A year ago this week, Penn State quarterback Michael Robinson took a snap from center, broke contain, tucked the ball away and headed around the corner for first-down yardage when he saw Minnesota safety Brandon Owens coming at him along the sidelines.
“It was two great football players going full speed, playing the game the way it should be played,” Golden Gophers coach Glen Mason recalled.
Both players lowered their shoulders in anticipation of the inevitable collision. The impact was spectacular, similar to the old Dodge Truck television commercial featuring the two rams crashing into one another in the wilderness.
The animals are meant to survive the blow.
Back at Beaver Stadium, only one player got up.
“It was just a horrific hit on the sidelines,” Mason said.
At first, the 225-pound Robinson talked trash to his opponent, unaware what had happened.
“Until I looked down and saw that he was really messed up,” Robinson, now an NFL running back with the 49ers, told the team’s beat writers this week. “You never want to see that happen to a player.”
What happened to Owens that day and during the last year stunned his teammates and coaches.
A hard-hitting sophomore safety who Mason believed was a legitimate NFL prospect, Owens suffered what was thought to be a “stinger” – a common football injury to the neck and shoulder area that causes both a numbing and burning sensation.
It wasn’t until doctors informed the player that he would be out for the remainder of the 2005 campaign that Mason began to worry.
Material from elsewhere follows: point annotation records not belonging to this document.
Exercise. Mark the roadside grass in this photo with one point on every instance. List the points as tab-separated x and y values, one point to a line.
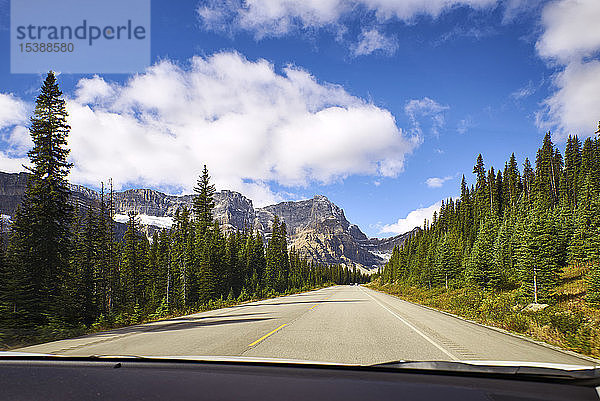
55	331
569	322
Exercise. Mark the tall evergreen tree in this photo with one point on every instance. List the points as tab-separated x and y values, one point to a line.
41	230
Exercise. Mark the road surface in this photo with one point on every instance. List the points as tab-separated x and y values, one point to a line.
344	324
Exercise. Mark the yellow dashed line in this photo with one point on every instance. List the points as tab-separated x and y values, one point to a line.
267	335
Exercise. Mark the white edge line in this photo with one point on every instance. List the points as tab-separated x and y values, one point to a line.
419	332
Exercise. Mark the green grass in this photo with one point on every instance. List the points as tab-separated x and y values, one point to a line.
572	324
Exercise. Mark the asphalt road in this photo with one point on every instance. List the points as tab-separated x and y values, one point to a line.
344	324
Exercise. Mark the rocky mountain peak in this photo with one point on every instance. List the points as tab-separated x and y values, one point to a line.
317	228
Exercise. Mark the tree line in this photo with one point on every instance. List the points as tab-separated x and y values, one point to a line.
515	228
62	266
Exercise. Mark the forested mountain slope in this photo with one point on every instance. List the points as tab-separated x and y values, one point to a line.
515	228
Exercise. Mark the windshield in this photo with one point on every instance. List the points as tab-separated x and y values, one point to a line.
351	182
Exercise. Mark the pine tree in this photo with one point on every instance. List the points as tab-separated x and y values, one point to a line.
203	202
41	229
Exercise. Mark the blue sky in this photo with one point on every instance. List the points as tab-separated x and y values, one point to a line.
408	95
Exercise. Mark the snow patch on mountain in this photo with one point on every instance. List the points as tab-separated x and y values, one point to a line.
157	221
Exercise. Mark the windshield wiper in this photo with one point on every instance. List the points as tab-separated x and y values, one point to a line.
519	369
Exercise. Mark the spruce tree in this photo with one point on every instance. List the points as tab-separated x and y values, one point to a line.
41	230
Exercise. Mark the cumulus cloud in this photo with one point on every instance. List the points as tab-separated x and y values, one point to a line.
12	110
372	41
250	124
437	182
571	40
413	219
571	30
277	18
416	109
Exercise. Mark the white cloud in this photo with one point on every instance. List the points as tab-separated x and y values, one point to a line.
266	18
571	40
275	18
575	107
437	182
571	30
374	41
426	107
12	110
412	220
248	123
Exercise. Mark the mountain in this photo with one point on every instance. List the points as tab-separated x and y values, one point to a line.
317	228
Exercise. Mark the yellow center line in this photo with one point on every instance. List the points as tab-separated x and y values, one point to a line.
267	335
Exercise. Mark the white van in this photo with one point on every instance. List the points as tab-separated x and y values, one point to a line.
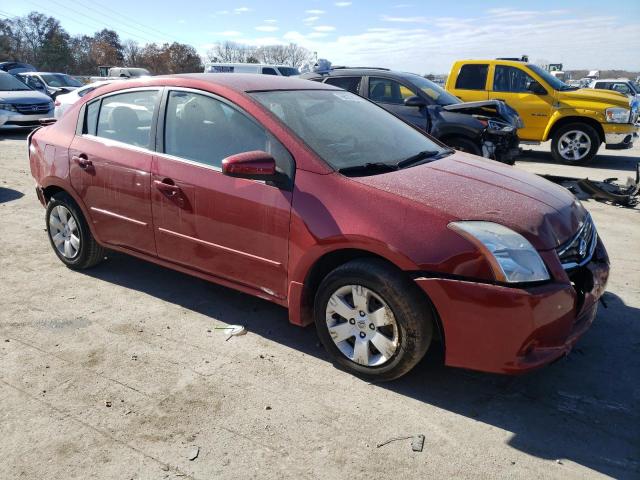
261	68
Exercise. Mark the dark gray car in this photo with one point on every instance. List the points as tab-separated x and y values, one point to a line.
487	128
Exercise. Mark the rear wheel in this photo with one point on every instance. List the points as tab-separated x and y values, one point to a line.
69	234
463	144
372	320
575	144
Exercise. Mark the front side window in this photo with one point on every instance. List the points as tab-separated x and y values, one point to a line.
205	130
472	77
350	84
388	91
127	117
510	79
344	129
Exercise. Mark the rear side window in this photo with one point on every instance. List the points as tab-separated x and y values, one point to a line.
351	84
472	77
510	79
206	130
127	117
388	91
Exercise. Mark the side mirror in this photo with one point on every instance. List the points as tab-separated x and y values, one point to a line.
256	165
414	101
535	87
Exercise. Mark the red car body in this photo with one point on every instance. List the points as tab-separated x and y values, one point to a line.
277	243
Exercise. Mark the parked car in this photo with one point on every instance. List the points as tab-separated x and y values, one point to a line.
16	67
486	128
263	68
620	85
20	106
66	100
316	199
576	120
52	84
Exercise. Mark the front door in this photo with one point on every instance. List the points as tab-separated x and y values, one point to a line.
233	228
511	84
110	167
391	95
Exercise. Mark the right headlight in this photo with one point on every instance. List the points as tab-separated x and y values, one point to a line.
617	115
512	258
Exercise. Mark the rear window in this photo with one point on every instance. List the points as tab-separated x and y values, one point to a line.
472	77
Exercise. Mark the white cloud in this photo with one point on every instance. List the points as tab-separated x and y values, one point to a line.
324	28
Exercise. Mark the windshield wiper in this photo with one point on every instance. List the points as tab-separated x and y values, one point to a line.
377	167
421	157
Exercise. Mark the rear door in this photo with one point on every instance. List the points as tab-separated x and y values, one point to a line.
511	84
110	166
233	228
391	94
471	82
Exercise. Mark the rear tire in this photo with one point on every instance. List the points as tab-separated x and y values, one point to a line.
373	321
575	144
69	234
463	144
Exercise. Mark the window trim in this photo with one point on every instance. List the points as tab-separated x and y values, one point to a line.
369	77
82	119
486	78
161	120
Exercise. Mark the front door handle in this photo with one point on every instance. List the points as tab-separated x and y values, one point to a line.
170	190
82	161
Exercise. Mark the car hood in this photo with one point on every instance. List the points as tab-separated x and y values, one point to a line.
466	187
590	94
24	96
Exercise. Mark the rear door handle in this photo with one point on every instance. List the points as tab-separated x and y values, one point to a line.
82	161
170	190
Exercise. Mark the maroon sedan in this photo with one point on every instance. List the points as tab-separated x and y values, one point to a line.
318	200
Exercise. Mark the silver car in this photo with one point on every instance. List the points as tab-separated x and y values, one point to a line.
20	106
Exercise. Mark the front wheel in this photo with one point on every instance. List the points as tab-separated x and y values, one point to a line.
575	144
372	320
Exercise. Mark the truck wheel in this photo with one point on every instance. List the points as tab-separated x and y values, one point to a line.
575	144
372	320
464	145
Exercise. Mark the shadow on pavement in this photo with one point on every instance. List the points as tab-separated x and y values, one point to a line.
604	161
582	409
8	194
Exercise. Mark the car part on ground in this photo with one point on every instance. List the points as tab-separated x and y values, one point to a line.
549	106
137	166
487	129
607	190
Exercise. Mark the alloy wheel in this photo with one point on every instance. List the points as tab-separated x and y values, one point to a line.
362	325
64	232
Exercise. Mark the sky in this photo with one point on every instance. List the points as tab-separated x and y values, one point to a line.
410	35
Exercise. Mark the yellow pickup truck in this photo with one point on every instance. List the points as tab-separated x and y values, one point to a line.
576	120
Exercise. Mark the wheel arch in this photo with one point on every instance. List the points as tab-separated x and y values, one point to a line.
562	121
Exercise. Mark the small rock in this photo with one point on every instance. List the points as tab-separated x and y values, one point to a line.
193	453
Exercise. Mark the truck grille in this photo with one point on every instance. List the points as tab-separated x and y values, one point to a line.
579	249
33	108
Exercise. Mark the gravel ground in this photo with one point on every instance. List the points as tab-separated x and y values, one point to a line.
119	372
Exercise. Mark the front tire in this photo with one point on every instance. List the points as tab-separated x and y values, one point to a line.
575	144
372	320
69	234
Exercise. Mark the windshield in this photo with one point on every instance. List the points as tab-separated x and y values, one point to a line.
10	83
60	80
435	92
553	82
288	71
344	129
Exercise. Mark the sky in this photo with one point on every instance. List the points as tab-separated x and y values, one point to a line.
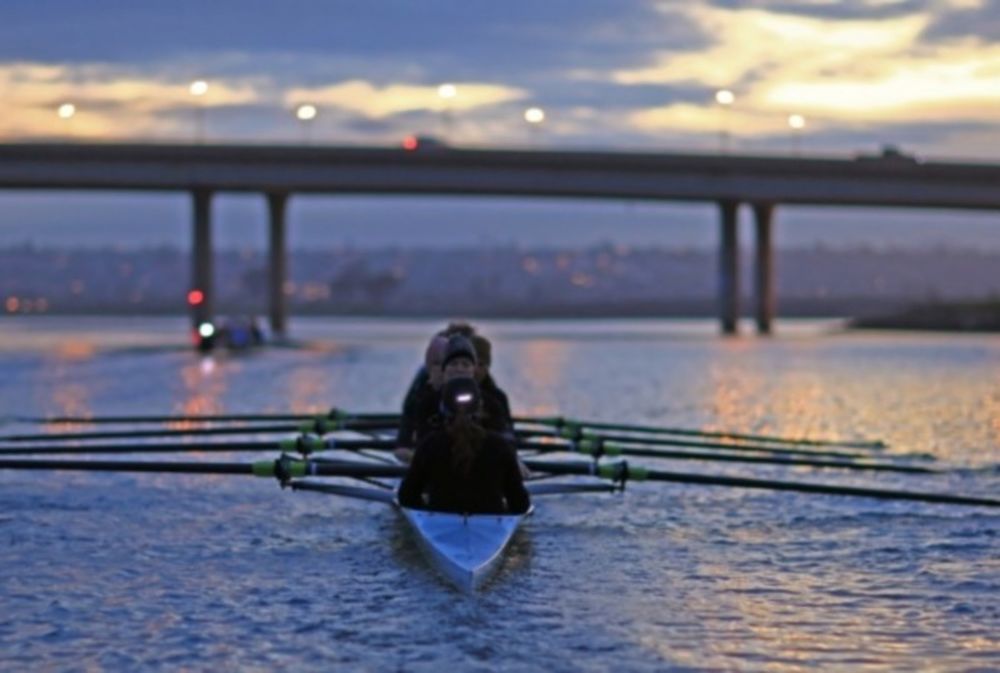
923	75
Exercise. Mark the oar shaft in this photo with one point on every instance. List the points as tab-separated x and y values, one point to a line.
127	466
207	418
791	461
268	468
642	474
297	444
692	432
666	441
312	426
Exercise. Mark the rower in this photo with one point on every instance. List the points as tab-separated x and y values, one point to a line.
424	413
427	382
429	373
461	467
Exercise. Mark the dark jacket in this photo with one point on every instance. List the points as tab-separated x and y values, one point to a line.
408	421
492	486
423	415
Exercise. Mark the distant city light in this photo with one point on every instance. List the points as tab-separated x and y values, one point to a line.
306	112
534	115
725	97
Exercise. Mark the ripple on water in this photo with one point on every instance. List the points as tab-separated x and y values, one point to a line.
164	573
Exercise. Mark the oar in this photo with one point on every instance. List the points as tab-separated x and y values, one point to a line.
597	448
306	445
282	468
576	434
303	445
622	472
333	414
560	422
317	426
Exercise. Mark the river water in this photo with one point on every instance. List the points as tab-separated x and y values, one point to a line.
167	572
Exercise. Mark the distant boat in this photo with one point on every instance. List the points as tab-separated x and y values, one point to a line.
234	334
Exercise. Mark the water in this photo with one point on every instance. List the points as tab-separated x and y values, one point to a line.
128	572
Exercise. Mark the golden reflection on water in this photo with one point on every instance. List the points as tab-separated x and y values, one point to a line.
203	385
308	388
544	362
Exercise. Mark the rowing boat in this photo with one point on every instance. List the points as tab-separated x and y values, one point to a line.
464	548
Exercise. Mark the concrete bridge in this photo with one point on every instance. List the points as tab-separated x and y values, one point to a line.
890	180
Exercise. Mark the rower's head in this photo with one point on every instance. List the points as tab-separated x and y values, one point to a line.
484	356
459	359
434	359
460	397
458	327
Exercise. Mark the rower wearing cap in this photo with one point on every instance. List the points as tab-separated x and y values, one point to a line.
462	467
429	374
427	382
459	361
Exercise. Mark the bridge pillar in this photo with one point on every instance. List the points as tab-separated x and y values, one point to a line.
764	266
729	267
200	299
278	263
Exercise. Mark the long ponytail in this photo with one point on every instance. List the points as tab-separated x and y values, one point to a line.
467	439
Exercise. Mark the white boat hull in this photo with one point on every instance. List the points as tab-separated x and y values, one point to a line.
466	550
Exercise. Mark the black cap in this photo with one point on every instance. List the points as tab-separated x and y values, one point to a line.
458	347
460	395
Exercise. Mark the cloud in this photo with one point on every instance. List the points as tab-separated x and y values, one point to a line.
110	102
837	72
364	98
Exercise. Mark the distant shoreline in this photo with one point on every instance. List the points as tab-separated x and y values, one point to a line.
978	316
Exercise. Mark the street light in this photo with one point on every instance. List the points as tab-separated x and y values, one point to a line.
725	98
198	89
67	111
796	122
305	114
534	116
447	92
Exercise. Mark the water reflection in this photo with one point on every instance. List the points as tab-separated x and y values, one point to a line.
204	383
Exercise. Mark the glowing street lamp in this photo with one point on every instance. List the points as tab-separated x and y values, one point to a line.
66	112
198	89
725	98
796	122
447	92
306	114
534	116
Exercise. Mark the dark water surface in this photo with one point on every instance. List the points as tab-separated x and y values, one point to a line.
149	572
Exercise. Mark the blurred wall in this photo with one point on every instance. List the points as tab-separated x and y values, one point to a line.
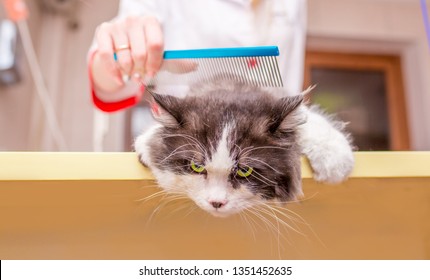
62	56
375	26
380	27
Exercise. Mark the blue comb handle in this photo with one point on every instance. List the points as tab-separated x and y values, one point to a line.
223	52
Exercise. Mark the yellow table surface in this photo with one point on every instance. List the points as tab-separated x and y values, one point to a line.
92	206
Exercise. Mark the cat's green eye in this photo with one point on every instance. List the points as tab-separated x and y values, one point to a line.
244	171
197	167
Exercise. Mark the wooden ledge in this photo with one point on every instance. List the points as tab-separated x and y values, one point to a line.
34	166
107	206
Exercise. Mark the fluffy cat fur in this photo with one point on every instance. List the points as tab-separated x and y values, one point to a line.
229	146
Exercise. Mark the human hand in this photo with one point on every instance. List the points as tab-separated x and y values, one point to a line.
137	43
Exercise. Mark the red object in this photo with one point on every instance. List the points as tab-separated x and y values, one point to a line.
110	107
16	10
155	109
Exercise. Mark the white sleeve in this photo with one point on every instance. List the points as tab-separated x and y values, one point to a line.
155	8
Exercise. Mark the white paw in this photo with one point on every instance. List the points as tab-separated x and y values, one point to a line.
331	165
327	148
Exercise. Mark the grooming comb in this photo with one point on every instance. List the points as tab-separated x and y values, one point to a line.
252	65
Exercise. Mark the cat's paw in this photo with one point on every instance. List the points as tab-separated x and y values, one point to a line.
332	164
327	147
141	145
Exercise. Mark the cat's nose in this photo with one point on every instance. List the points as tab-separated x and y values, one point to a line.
218	204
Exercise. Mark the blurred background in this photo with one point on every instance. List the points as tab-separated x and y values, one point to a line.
370	60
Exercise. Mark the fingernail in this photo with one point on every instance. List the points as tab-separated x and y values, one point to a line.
125	78
137	76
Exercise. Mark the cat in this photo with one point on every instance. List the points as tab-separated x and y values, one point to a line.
229	146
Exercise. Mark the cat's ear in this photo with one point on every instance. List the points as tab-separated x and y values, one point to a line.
287	114
167	109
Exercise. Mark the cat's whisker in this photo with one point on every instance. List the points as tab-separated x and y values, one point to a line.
287	225
260	161
258	214
264	147
176	151
152	196
274	229
192	209
188	137
298	219
243	216
263	178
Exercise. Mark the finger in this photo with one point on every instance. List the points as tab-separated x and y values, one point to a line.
122	48
137	41
105	51
154	44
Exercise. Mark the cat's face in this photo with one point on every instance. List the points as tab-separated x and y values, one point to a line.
227	149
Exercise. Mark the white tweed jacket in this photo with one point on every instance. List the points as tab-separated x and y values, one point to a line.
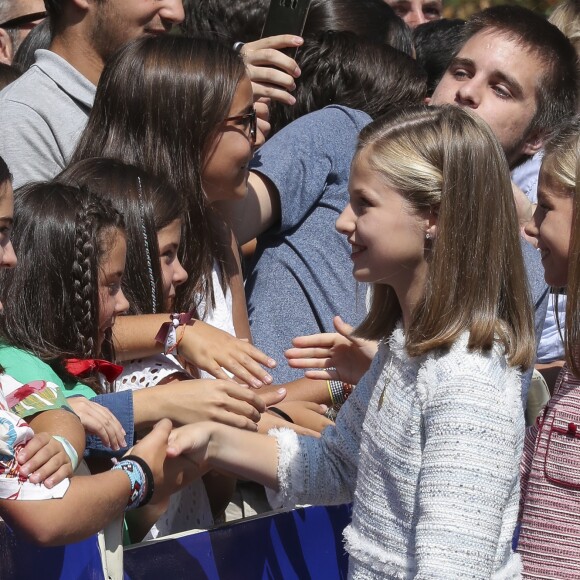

“It was a lot more serious than we thought,” he said.
In January, Owens underwent an eight-hour operation to repair what Mason described as nerves that had been pulled from the vertebrae. The player’s right arm still rests in a sling today.
What’s worse, Owens will never play football again.
“I didn’t realize the kid was hurt that badly. That is a shame,” Penn State coach Joe Paterno said Tuesday during his weekly teleconference.
Even though Paterno initially didn’t seem to remember the play, Mason, speaking on the weekly Big Ten coaches teleconference, said he called his closest friend in the coaching profession as soon as he learned the severity of Owens’ injury.
Paterno, according to Mason, responded by ordering the Penn State promotions department to remove the play from the video highlights that are shown at home games at Beaver Stadium.
“That’s not good for college football,” Mason said of the play.
That’s not good for anybody.
Owens, who would have been a junior this season, is still involved with UM’s program, serving as a student assistant to the coaching staff.
The fact that it was a clean play that ended this young man’s once-promising football career emphasized all the more the fragile nature of sport.
“He was a young guy having a great college career,” Mason said somberly. “He would’ve had a pro career.”